Bastiat and the Budget

12 de November de 2009 at 4:11 am | Posted in Política | Leave a comment

At Minas Gerais State Legislature it is time now  for the amendments to the budget . The process starts with seminars where people can make suggestions to alter the budget presented by the government. These are then analysed, and, if they obey the technical requirements, they become amendment proposals that will be voted by the House. The problem, naturally, is that resources are limited, and petitions unlimited. if we could ever compare the state reasoning to that of an individual, I would say that a budget is somehow a preference scale. The different is that in the state’s preference scale what is vocalized is not the marginal utility of means, which leads to efficient allocation, but the political utility of means which leads to something else.

The whole process today made me recall a beautiful article of Fréderic Bastiat, called “The State”. I’m sure most of you are aware of it, but I would like to share some quotes:

“The unfortunate state, like Figaro, knows neither to whom to listen nor where to turn.

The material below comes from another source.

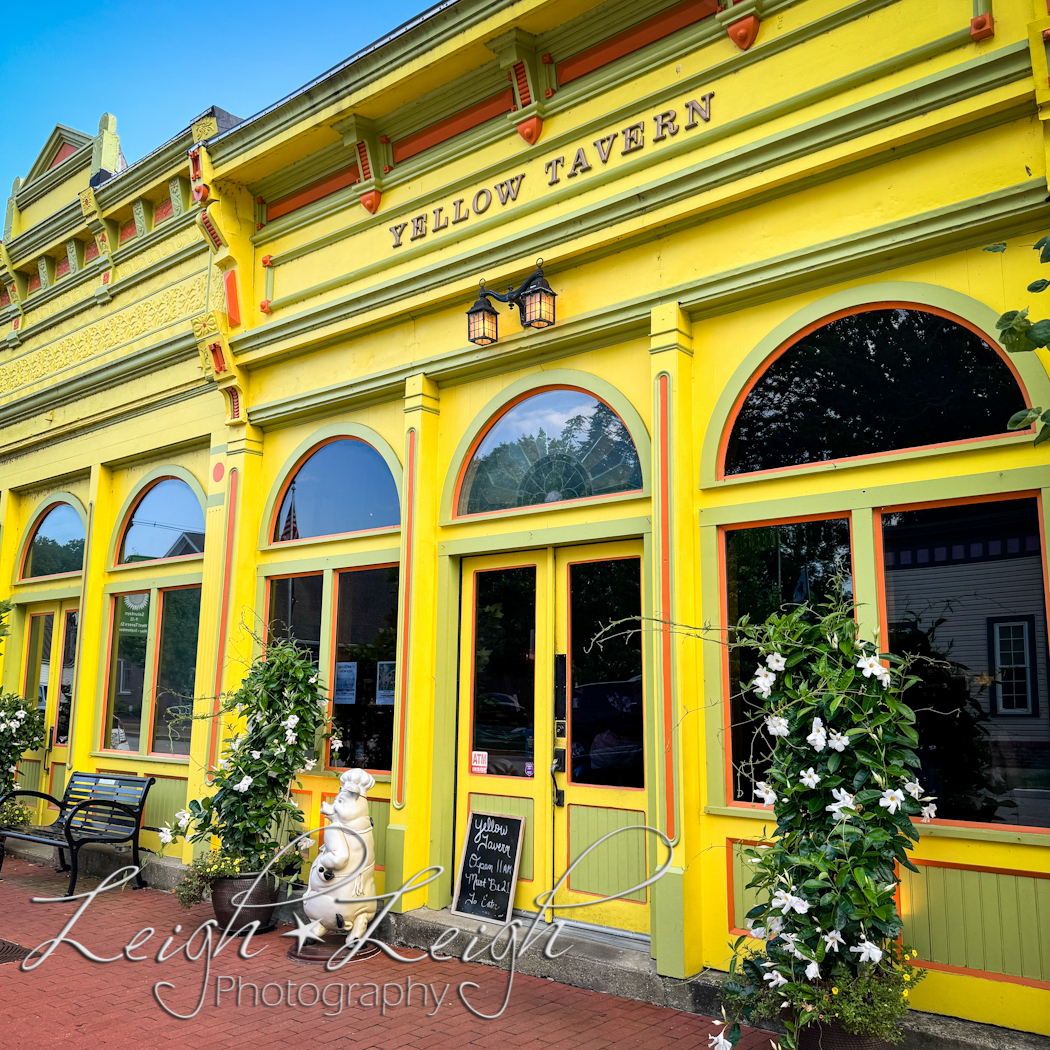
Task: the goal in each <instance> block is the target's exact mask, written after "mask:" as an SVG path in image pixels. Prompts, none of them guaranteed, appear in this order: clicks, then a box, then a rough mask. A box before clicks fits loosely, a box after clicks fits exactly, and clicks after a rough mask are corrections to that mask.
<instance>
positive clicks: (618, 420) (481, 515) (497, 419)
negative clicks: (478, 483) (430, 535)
mask: <svg viewBox="0 0 1050 1050" xmlns="http://www.w3.org/2000/svg"><path fill="white" fill-rule="evenodd" d="M550 391H575V392H576V393H577V394H586V395H587V397H592V398H594V400H595V401H600V402H601V403H602V404H604V405H605V406H606V407H607V408H608V409H609V412H611V413H612V414H613V416H615V417H616V419H617V420H618V421H619V425H621V426H623V427H624V429H625V430H627V434H628V437H630V439H631V444H632V445H633V444H634V436H633V435H632V434H631V432H630V430H629V429H628V427H627V424H626V423H625V422H624V421H623V419H621V416H619V413H618V412H616V409H615V408H613V406H612V405H611V404H609V402H608V401H606V400H605V399H604V398H601V397H598V396H597V394H595V393H594V392H593V391H589V390H586V388H585V387H583V386H572V385H569V384H555V385H551V386H537V387H534V388H533V390H530V391H525V392H524V393H523V394H519V395H518V397H516V398H513V399H512V400H510V401H508V402H507V403H506V404H505V405H503V407H502V408H500V411H499V412H498V413H496V415H495V416H492V418H491V419H490V420H489V421H488V422H487V423H486V424H485V426H483V427H482V428H481V430H480V432H479V433H478V435H477V436H476V437H475V439H474V441H471V442H470V447H469V448H468V449H467V450H466V455H465V456H464V457H463V461H462V462H461V463H460V472H459V478H457V479H456V490H455V491H454V492H453V518H455V519H457V520H458V521H465V520H471V521H472V520H477V519H488V518H495V517H497V516H498V514H507V513H510V512H511V511H518V510H524V509H528V508H526V507H505V508H503V509H501V510H481V511H476V512H475V513H466V514H461V513H459V511H458V507H459V501H460V491H461V489H462V487H463V478H464V477H465V476H466V471H467V468H468V467H469V466H470V461H471V460H472V459H474V456H475V453H477V450H478V447H479V446H480V445H481V443H482V442H483V441H484V440H485V438H486V437H488V434H489V432H490V430H491V429H492V427H493V426H496V424H497V423H498V422H499V421H500V420H501V419H503V417H504V416H506V415H507V413H508V412H510V411H511V409H513V408H517V407H518V405H520V404H521V403H522V402H523V401H527V400H528V399H529V398H531V397H537V396H538V395H540V394H547V393H549V392H550ZM634 450H635V454H636V453H637V446H636V445H635V448H634ZM644 491H645V489H644V488H629V489H628V490H627V491H626V492H605V493H603V495H601V496H583V497H581V498H580V499H577V500H559V501H558V502H555V503H535V504H532V507H533V508H534V509H535V510H545V509H547V508H548V507H563V506H568V505H570V504H572V505H575V504H579V503H593V502H594V501H595V500H608V499H610V498H611V497H613V496H630V495H631V492H638V493H639V495H640V493H642V492H644Z"/></svg>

The hundred thousand tongues of press and rostrum all cry out to it at once:

“Organize labor and the workers.”

“Root out selfishness.”

“Repress the insolence and tyranny of capital.”

“Make experiments with manure and with eggs.”

“Furrow the countryside with railroads.”

“Irrigate the plains.”

“Plant forests on the mountains.”

“Establish model farms.”

“Establish harmonious workshops.”

“Colonize Algeria.”

“Feed the babies.”

“Instruct the young.”

“Relieve the aged.”

“Send the city folk into the country.”

“Equalize the profits of all industries.”

“Lend money, without interest, to those who desire it.”

“Liberate Italy, Poland, and Hungary.”

“Improve the breed of saddle horses.”

“Encourage art; train musicians and dancers.”

“Restrict trade, and at the same time create a merchant marine.”

“Discover truth and knock a bit of sense into our heads.”

“The function of the state is to enlighten, to develop, to increase, to fortify, to spiritualize, and to sanctify the soul of a nation.”

Oh, sirs, a little patience,” replies the state with a piteous air. “I shall try to satisfy you, but for that I shall need some resources. I have prepared proposals for five or six taxes, brand new and the mildest in the world. You will see how glad people will be to pay them.”

But then a great cry is raised: “Shame! Shame! Anybody can do a thing if he has the resources! Then you would not be worthy of being called thestate. Far from hitting us with new taxes, we demand that you eliminate the old ones. Abolish:

“The tax on salt;

“The tax on beverages;

“The tax on letters;

“The octroi;

“Licenses;

“Prestations.”

 

(…)

As, on the one hand, it is certain that we all address some such request to the state, and, on the other hand, it is a well-established fact that the state cannot procure satisfaction for some without adding to the labor of others, while awaiting another definition of the state, I believe myself entitled to give my own here. Who knows if it will not carry off the prize? Here it is:

“The state is the great fictitious entity by which everyone seeks to live at the expense of everyone else.”